Random Number Generators: True Randomness

I. Introduction:

Random (adj): a: lacking a definite plan, purpose, or pattern. b: made, done, or chosen at random c: relating to, having, or being elements or events with definite probability of occurrence. d: being or relating to a set or to an element of a set each of whose elements has equal probability of occurrence. [Oxford English Dictionary]

Before commencing deep discussion of the art of “true randomality”, it must first be made clear that true randomness is theoretically impossible by the defining principals of our universe. The definition above clearly defines the paradox that surrounds the concept of randomality when subject to probability. In essence we will claim that “truly random” is the state in which for a given set A, for any i, element in A, i if chosen at random, has a probability of [1/|A|] (where |x| denotes cardinality of the set) of occurrence. This is how we judge the “randomness” of a Random Number Generator (RNG(s)), by its ability to exploit probability; given a set A, a perfect RNG will not repeat an element before the set is exhausted; described as the period of a generator, its point of repetition.

It must be noted that defining a choice as random is a classification that relies on pure ignorance of the causes and events that result in the ultimate choice.
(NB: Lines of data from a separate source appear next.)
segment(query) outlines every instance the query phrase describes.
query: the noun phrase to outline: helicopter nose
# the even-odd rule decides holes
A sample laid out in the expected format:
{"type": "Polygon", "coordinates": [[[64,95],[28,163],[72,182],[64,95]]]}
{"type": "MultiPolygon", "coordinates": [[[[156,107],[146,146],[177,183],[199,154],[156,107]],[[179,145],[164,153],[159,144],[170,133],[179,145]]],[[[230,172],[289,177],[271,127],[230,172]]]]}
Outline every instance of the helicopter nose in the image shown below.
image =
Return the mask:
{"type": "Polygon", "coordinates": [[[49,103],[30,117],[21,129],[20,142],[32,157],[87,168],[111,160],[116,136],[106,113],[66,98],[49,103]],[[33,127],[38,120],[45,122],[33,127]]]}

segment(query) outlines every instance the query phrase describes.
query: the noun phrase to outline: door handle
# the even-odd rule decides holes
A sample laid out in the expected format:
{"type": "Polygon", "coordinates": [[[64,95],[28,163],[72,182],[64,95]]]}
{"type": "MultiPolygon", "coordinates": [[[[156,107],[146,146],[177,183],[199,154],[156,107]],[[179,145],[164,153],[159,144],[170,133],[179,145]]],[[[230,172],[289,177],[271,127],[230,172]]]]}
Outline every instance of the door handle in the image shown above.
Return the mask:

With that aside, the philosophical discussion of “true randomness” will be left behind. The remainder of the discussion will judge “true randomness” as stated above; perfect probabilistic distribution over a given finite field. Although such distribution has never been possible with the various algorithms being discussed, (meaning such a distribution could not be perfect on every occurrence of a specific algorithm) relatively good distribution suffices.

I.i Various Uses of Random Number Generators:

Random numbers have a multitude of applications. Of particular interest to this study and intended future studies by the author is Cryptography. Many cryptographic protocols make use of RNGs, particularly, public key cryptography (RSA) and some implementations of symmetric ciphers (DES, Serpent). Besides cryptographic function however, RNGs are used in Simulations, for the realistic recreation of “natural” occurrences; in this case, computer games are qualified as simulations, in which RNGs are heavily used in conjunction with probability weights (Gaussian). They’re also used for integrity testing on various computer applications during development, even hardware tests, such as GPU to memory pipelines on AGP based graphic cards. Among those mentioned are many other uses and purposes for the development and “perfection” of making truly random choices.
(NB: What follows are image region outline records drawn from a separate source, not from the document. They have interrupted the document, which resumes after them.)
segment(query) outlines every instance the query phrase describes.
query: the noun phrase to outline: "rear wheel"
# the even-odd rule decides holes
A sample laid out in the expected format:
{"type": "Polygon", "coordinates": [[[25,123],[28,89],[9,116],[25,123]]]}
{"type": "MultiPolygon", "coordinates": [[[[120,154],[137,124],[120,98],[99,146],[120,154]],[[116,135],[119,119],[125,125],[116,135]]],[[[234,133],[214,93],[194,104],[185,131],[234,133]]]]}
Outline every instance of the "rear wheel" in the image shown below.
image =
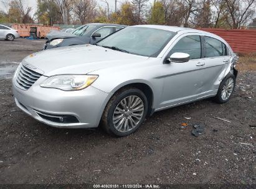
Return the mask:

I.ii Brief Algorithm Introduction:

Random number generating algorithms come in multiple flavors; these can be separated into two main groups, linear number generators (LNG(s)) and non-linear number generators (NLNG(s)). Each group contains multiple types of RNGs and each of these, have their purpose and uses. It is important to know that although not all generators are made equal, good generators have purposes for which other good generators are not suited to perform.

I.ii.a Linear Number Generators:

Linear Congruential Generators (LCG(s)) deserve first mention purely on the basis of ubiquity. LCGs and their various spawns and modifications are used in various applications. The LNGs in their purest form are nearly as predictable as the Fibonacci Sequence. These are seeded generators that make their “choices” – if that can be said – linearly in the given finite field, based on their seed. The come in more flavors that most other generator types, no doubt, due to the simplicity of modifying the algorithm for specific purposes.
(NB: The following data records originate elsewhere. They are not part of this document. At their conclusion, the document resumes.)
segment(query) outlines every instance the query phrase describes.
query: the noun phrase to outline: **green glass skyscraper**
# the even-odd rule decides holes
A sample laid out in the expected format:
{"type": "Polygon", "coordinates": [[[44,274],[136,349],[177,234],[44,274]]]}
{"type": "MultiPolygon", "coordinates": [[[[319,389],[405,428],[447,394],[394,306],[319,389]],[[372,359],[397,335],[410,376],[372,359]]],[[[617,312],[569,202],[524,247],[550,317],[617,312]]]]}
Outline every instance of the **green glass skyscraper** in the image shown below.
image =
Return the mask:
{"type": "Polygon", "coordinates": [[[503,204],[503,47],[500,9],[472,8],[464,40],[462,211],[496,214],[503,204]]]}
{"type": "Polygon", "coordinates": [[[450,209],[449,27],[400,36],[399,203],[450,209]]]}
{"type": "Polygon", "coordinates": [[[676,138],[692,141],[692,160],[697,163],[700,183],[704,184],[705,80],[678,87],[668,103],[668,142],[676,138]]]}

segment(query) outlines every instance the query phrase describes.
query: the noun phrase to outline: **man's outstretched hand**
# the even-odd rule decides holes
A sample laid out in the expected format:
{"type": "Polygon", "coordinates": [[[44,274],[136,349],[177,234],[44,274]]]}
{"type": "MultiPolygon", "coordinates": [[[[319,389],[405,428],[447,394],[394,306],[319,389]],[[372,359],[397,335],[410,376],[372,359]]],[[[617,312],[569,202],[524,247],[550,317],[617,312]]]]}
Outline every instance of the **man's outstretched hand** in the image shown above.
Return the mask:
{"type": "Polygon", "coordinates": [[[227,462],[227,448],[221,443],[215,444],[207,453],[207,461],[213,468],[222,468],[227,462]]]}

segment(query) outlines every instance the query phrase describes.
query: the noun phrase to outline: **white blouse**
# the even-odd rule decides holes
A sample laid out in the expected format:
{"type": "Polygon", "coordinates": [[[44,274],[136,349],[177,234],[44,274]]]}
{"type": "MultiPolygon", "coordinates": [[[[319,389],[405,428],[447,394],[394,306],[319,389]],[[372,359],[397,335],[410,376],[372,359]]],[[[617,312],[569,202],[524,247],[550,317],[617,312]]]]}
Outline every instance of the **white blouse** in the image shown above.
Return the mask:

I.ii.b Non-Linear Number Generators:

The Inversive Congruential Generator (ICG(s)) and the Explicit Inversive Congruential Generator (EICG(s)) are the two main focuses in this category. These generators are non-linear (as implied), and therefore are not predictable the way that LNGs are. Also mentioned in the non-linear group is the Linear Feedback Shift Register (LFSR(s)) generator. This generator, although linear, as implied by its name, carries the principles of Non-Linear Generators in its implementation; so much so, that LFSRs closely resemble their non-linear counter parts, Non-Linear Feedback Shift Register generators. The details of the history of Feedback Shift Registers go slightly beyond the scope of this paper however a brief introduction to the principals of feedback functions and shift registers is given in parallel with the LFSR discussion.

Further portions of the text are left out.